Characterizations of I-semiregular and I-semiperfect rings

TL;DR

This paper introduces and characterizes I-semiregular and I-semiperfect rings using (locally)projective I-covers and I-supplemented modules, generalizing existing concepts and providing new characterizations.

Contribution

It defines (locally)projective I-covers and uses them to characterize I-semiregular and I-semiperfect rings, extending prior work with new module-theoretic approaches.

Findings

Characterization of I-semiregular rings via projectivity classes.

Characterization of I-semiperfect rings using I-covers.

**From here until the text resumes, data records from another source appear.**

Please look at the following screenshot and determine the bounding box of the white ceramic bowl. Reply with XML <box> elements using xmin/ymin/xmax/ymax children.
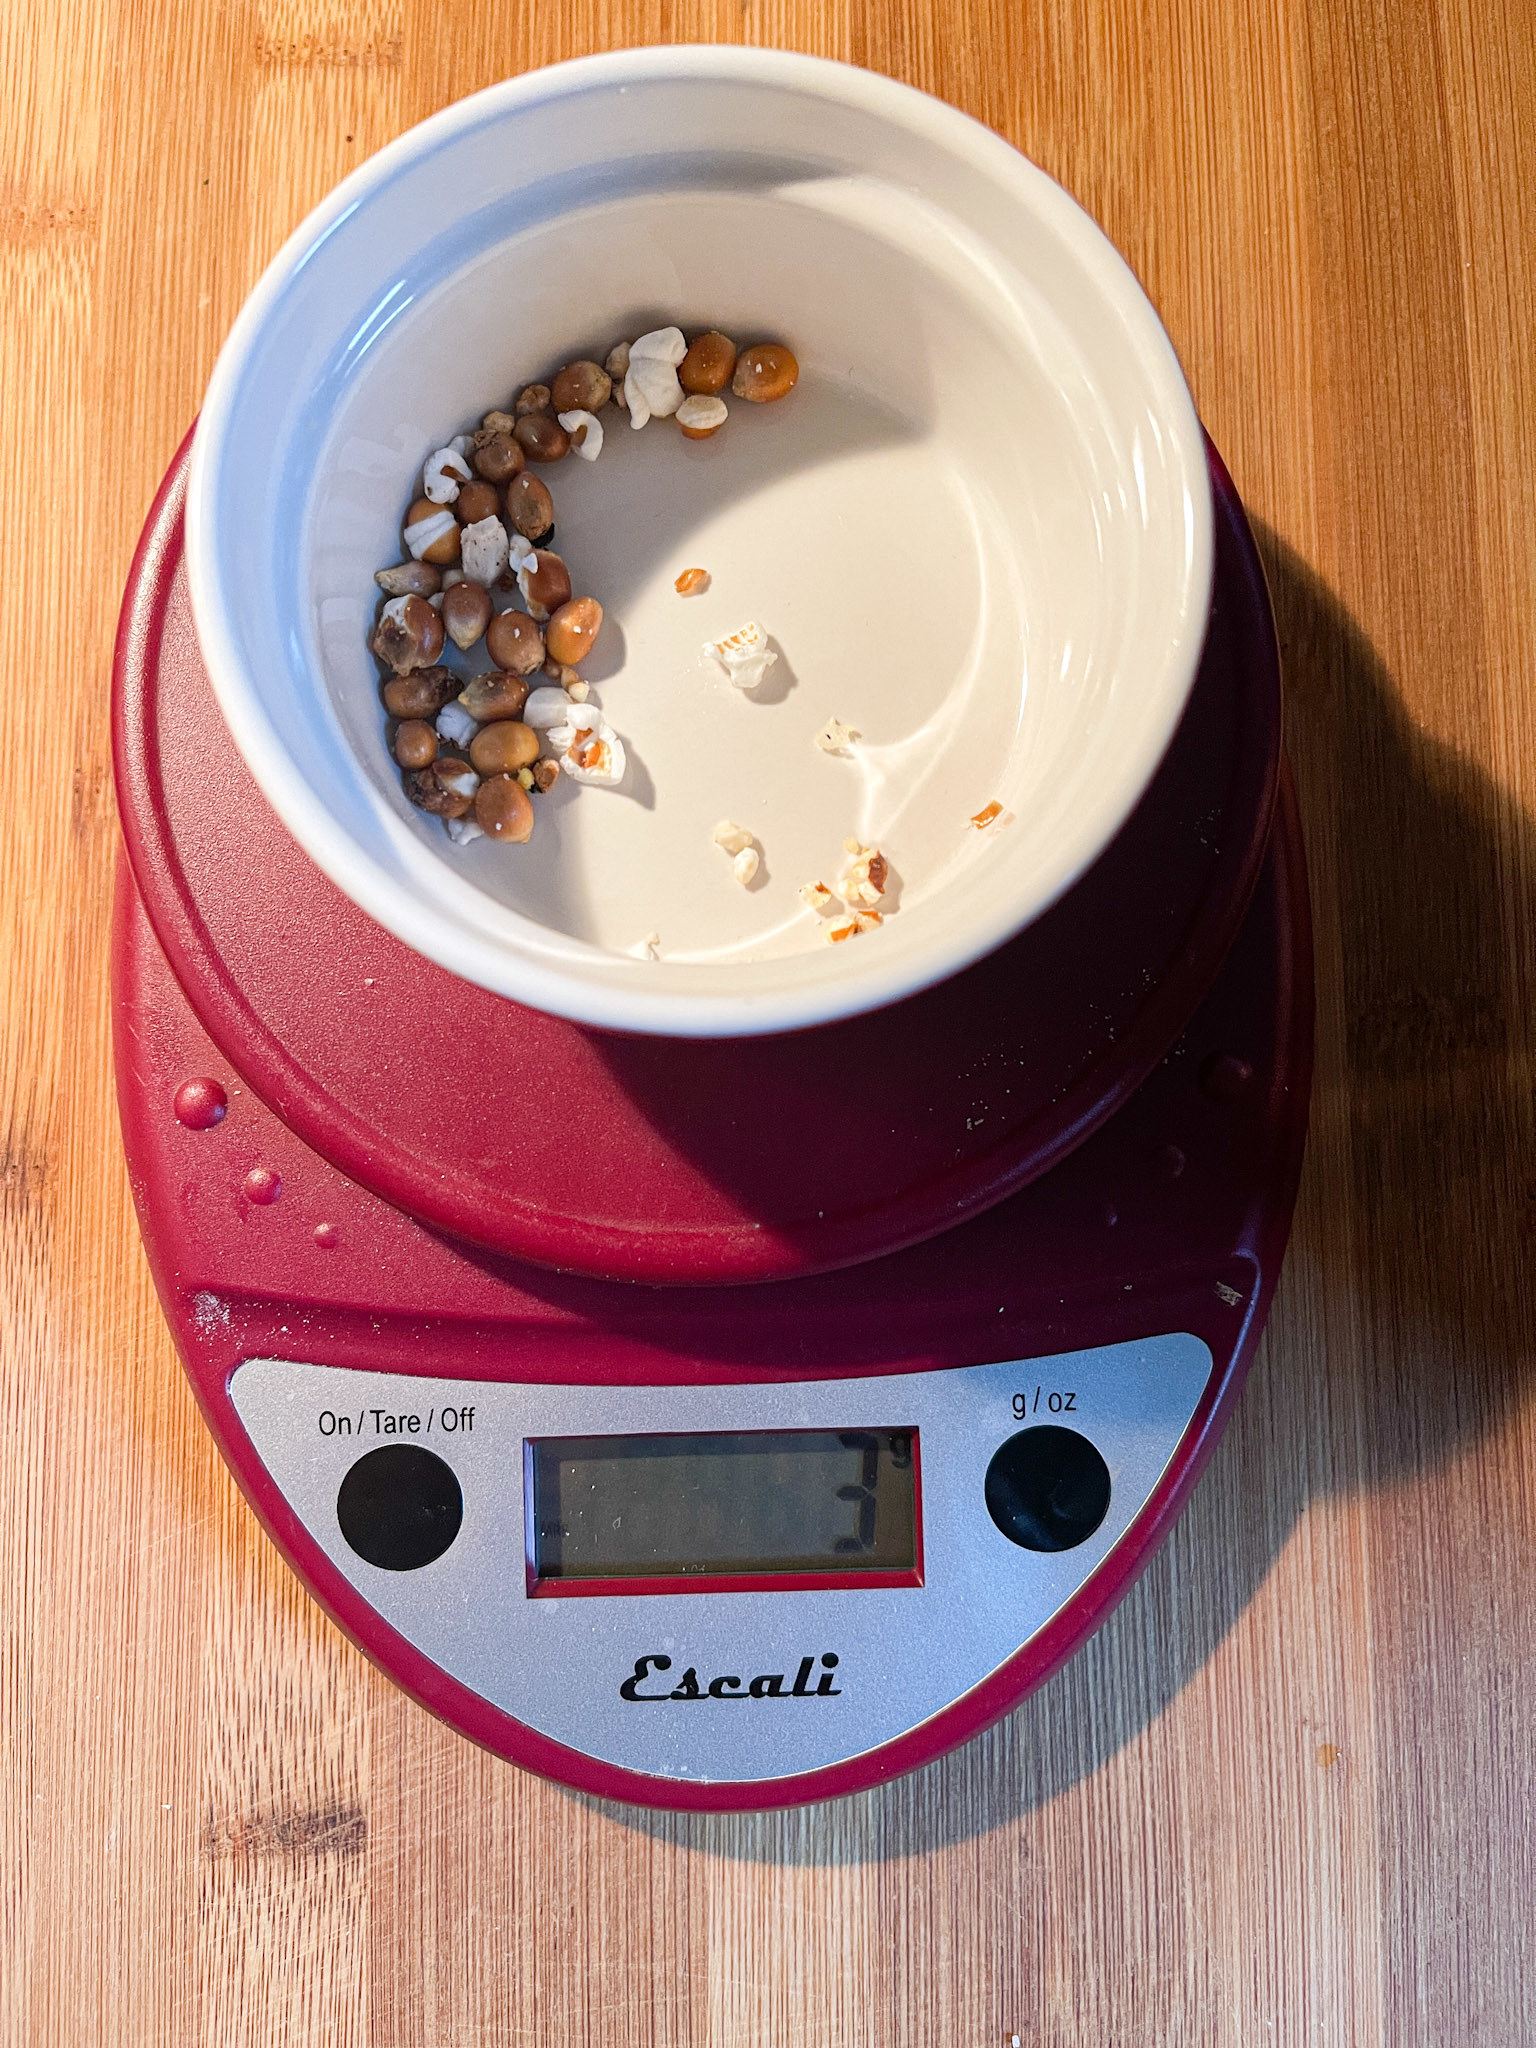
<box><xmin>188</xmin><ymin>47</ymin><xmax>1213</xmax><ymax>1038</ymax></box>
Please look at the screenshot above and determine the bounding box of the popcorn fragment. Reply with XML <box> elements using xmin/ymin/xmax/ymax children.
<box><xmin>627</xmin><ymin>353</ymin><xmax>685</xmax><ymax>420</ymax></box>
<box><xmin>549</xmin><ymin>707</ymin><xmax>626</xmax><ymax>786</ymax></box>
<box><xmin>629</xmin><ymin>326</ymin><xmax>688</xmax><ymax>366</ymax></box>
<box><xmin>423</xmin><ymin>446</ymin><xmax>473</xmax><ymax>503</ymax></box>
<box><xmin>557</xmin><ymin>408</ymin><xmax>604</xmax><ymax>461</ymax></box>
<box><xmin>629</xmin><ymin>931</ymin><xmax>661</xmax><ymax>960</ymax></box>
<box><xmin>435</xmin><ymin>700</ymin><xmax>479</xmax><ymax>748</ymax></box>
<box><xmin>732</xmin><ymin>847</ymin><xmax>759</xmax><ymax>887</ymax></box>
<box><xmin>403</xmin><ymin>506</ymin><xmax>457</xmax><ymax>560</ymax></box>
<box><xmin>712</xmin><ymin>819</ymin><xmax>755</xmax><ymax>856</ymax></box>
<box><xmin>459</xmin><ymin>515</ymin><xmax>510</xmax><ymax>587</ymax></box>
<box><xmin>799</xmin><ymin>880</ymin><xmax>837</xmax><ymax>914</ymax></box>
<box><xmin>815</xmin><ymin>716</ymin><xmax>860</xmax><ymax>754</ymax></box>
<box><xmin>524</xmin><ymin>685</ymin><xmax>579</xmax><ymax>731</ymax></box>
<box><xmin>445</xmin><ymin>813</ymin><xmax>484</xmax><ymax>844</ymax></box>
<box><xmin>703</xmin><ymin>620</ymin><xmax>777</xmax><ymax>692</ymax></box>
<box><xmin>824</xmin><ymin>911</ymin><xmax>882</xmax><ymax>945</ymax></box>
<box><xmin>971</xmin><ymin>800</ymin><xmax>1006</xmax><ymax>829</ymax></box>
<box><xmin>840</xmin><ymin>842</ymin><xmax>889</xmax><ymax>910</ymax></box>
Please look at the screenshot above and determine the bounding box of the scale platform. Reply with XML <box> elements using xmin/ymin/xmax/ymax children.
<box><xmin>113</xmin><ymin>439</ymin><xmax>1311</xmax><ymax>1810</ymax></box>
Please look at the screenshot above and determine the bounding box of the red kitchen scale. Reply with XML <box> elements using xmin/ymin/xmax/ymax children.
<box><xmin>113</xmin><ymin>434</ymin><xmax>1311</xmax><ymax>1811</ymax></box>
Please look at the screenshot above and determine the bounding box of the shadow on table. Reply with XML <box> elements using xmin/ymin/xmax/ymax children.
<box><xmin>588</xmin><ymin>524</ymin><xmax>1536</xmax><ymax>1858</ymax></box>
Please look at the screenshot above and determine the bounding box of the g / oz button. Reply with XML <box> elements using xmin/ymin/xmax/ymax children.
<box><xmin>337</xmin><ymin>1444</ymin><xmax>463</xmax><ymax>1571</ymax></box>
<box><xmin>985</xmin><ymin>1426</ymin><xmax>1111</xmax><ymax>1552</ymax></box>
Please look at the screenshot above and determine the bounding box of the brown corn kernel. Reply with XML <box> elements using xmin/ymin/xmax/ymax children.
<box><xmin>371</xmin><ymin>593</ymin><xmax>444</xmax><ymax>672</ymax></box>
<box><xmin>505</xmin><ymin>472</ymin><xmax>555</xmax><ymax>540</ymax></box>
<box><xmin>545</xmin><ymin>596</ymin><xmax>603</xmax><ymax>667</ymax></box>
<box><xmin>485</xmin><ymin>608</ymin><xmax>546</xmax><ymax>675</ymax></box>
<box><xmin>731</xmin><ymin>343</ymin><xmax>799</xmax><ymax>403</ymax></box>
<box><xmin>514</xmin><ymin>412</ymin><xmax>571</xmax><ymax>463</ymax></box>
<box><xmin>405</xmin><ymin>760</ymin><xmax>474</xmax><ymax>818</ymax></box>
<box><xmin>515</xmin><ymin>384</ymin><xmax>552</xmax><ymax>417</ymax></box>
<box><xmin>679</xmin><ymin>331</ymin><xmax>737</xmax><ymax>395</ymax></box>
<box><xmin>455</xmin><ymin>478</ymin><xmax>501</xmax><ymax>525</ymax></box>
<box><xmin>381</xmin><ymin>665</ymin><xmax>458</xmax><ymax>719</ymax></box>
<box><xmin>472</xmin><ymin>428</ymin><xmax>524</xmax><ymax>483</ymax></box>
<box><xmin>392</xmin><ymin>719</ymin><xmax>438</xmax><ymax>769</ymax></box>
<box><xmin>442</xmin><ymin>580</ymin><xmax>492</xmax><ymax>650</ymax></box>
<box><xmin>470</xmin><ymin>720</ymin><xmax>539</xmax><ymax>775</ymax></box>
<box><xmin>475</xmin><ymin>773</ymin><xmax>535</xmax><ymax>841</ymax></box>
<box><xmin>458</xmin><ymin>671</ymin><xmax>531</xmax><ymax>722</ymax></box>
<box><xmin>532</xmin><ymin>758</ymin><xmax>560</xmax><ymax>792</ymax></box>
<box><xmin>674</xmin><ymin>567</ymin><xmax>710</xmax><ymax>595</ymax></box>
<box><xmin>551</xmin><ymin>360</ymin><xmax>612</xmax><ymax>413</ymax></box>
<box><xmin>375</xmin><ymin>560</ymin><xmax>441</xmax><ymax>597</ymax></box>
<box><xmin>521</xmin><ymin>549</ymin><xmax>572</xmax><ymax>621</ymax></box>
<box><xmin>405</xmin><ymin>495</ymin><xmax>461</xmax><ymax>564</ymax></box>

Introduction of I-supplemented modules and their role in ring characterization.

Abstract

Let $M$ be a left module over a ring $R$ and $I$ an ideal of $R$. We call $(P, f)$ a (locally)projective $I$-cover of $M$ if $f$ is an epimorphism from $P$ to $M$, $P$ is (locally)projective, $Kerf\subseteq IP$, and whenever $P=Kerf+X$, then there is a projective summand $Y$ of $P$ in $Kerf$ such that $P=Y\oplus X$. This definition generalizes (locally)projective covers. We characterize $I$-semiregular and $I$-semiperfect rings which are defined by Yousif and Zhou [19] using (locally)projective $I$-covers in section 2 and 3. $I$-semiregular and $I$-semiperfect rings are characterized by projectivity classes in section 4. Finally, the notion of $I$-supplemented modules are introduced and $I$-semiregular and $I$-semiperfect rings are characterized by $I$-supplemented modules. Some well known results are obtained as corollaries.